Magic’s overpowered new Commander gets a nerf — before it’s even out

Magic’s overpowered new Commander gets a nerf — before it’s even out


Barely 24 hours after Magic: The Gathering‘s newest Commander decks were revealed as part of the upcoming Lorwyn Eclipsed set, one extremely powerful card is already getting a slight downgrade. Ashling the Flamekin has been a popular character since the days of the original Lorwyn-Shadowmoor block, so it makes sense she’d headline one of the new set’s two Commander decks. Dance of the Elements is a five-color preconstructed deck that’s all about casting elementals for cheaper and capitalizing on their Enter the Battlefield (ETB) triggers. Ashling, the Limitless has two abilities that interact exclusively with her fellow elementals — just a little too much.

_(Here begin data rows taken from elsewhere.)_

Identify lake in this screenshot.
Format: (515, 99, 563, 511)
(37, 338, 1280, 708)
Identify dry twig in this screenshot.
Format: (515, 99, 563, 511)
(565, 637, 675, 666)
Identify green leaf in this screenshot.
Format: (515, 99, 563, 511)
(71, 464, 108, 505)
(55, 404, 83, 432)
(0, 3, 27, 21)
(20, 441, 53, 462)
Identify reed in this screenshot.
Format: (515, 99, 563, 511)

Her first ability gives all elemental spells you cast from your hand evoke 4, meaning you can pay four colorless mana to cast an elemental, and then it’s sacrificed after it hits the board. Then, whenever you sacrifice a nontoken elemental, you can create a copy of it with haste. You then sacrifice that copy at the end of the turn unless you pay one of each mana, for a total of five. The strategy here is to double up on the ETB and sacrifice bonuses of your other elemental creatures, but as some Magic players quickly noticed, Ashling is actually even more powerful than that — at least the way the card is currently phrased.

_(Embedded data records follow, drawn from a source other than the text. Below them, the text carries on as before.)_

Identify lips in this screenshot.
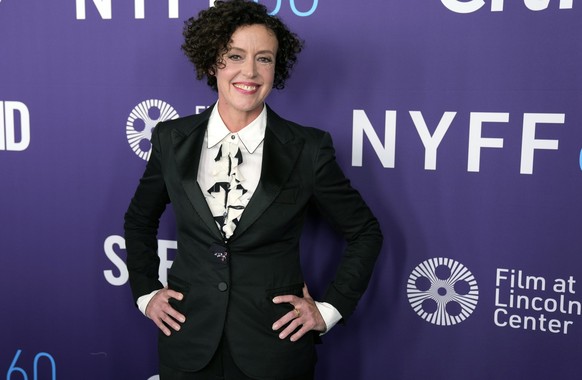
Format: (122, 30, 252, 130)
(233, 83, 259, 92)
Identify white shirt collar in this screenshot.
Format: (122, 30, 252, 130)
(207, 103, 267, 154)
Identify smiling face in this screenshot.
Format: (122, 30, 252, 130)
(214, 24, 278, 130)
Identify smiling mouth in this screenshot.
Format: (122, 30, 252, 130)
(233, 83, 259, 92)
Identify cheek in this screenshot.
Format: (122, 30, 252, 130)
(262, 67, 275, 84)
(216, 66, 235, 83)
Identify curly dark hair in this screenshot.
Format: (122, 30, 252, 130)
(182, 0, 303, 91)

Ashling, the Limitless leads one of the best Commander decks that Wizards of the Coast has designed in quite some time.
Image: Wizards of the Coast

The issue is that the kindred mechanic has returned in Lorwyn Eclipsed, giving creature types to certain noncreature cards. In other words, the set includes non-creature spells that are technically still elementals. That makes it theoretically possible to cast a kindred instant that’s also an elemental with Ashling’s evoke. But what exactly would happen? Instants don’t technically “enter” the battlefield, so they can’t be sacrificed. Therefore, Ashling’s second ability wouldn’t trigger. What gets tricky is that official rules for evoke do specify that the card in question has to be a permanent, essentially implying that it has to be a creature. But I’m sure at plenty of casual tables, players might think you’d be able to cast an instant with kindred and elemental on it and then copy that spell, which would theoretically lead to some pretty devastating combos.

Replying to a post on Bluesky asking about this specific interaction, Wizards of the Coast principal editor Matt Tabak confirmed that “Ashling is getting an update to its wording to function only with Elemental permanent spells.” So before the set’s even been released, the face card for a preconstructed Commander deck is getting errata (official changes to text on cards in Magic-speak).

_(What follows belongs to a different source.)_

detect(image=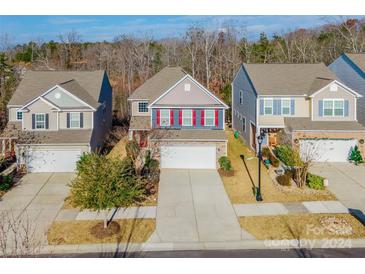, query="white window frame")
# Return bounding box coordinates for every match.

As a mechanic, evoke has always been tied specifically to permanents because it only meaningfully resolves once that permanent lands on the battlefield and is sacrificed at the end of the turn. That’s been the case with every evoke card since Lorwyn first introduced the mechanic in 2007. This new situation highlights one of the reasons why Wizards of the Coast’s Research & Design team stopped using kindred (formerly called tribal) altogether. 2010’s Rise of the Eldrazi was the last standard-legal set to feature the mechanic — until now. When asked about kindred on his blog in the past, Magic head designer Mark Rosewater called it “horribly inconsistent” and “problematic everywhere” because it results in a “lot of extra words with very little use.” Turns out he was right.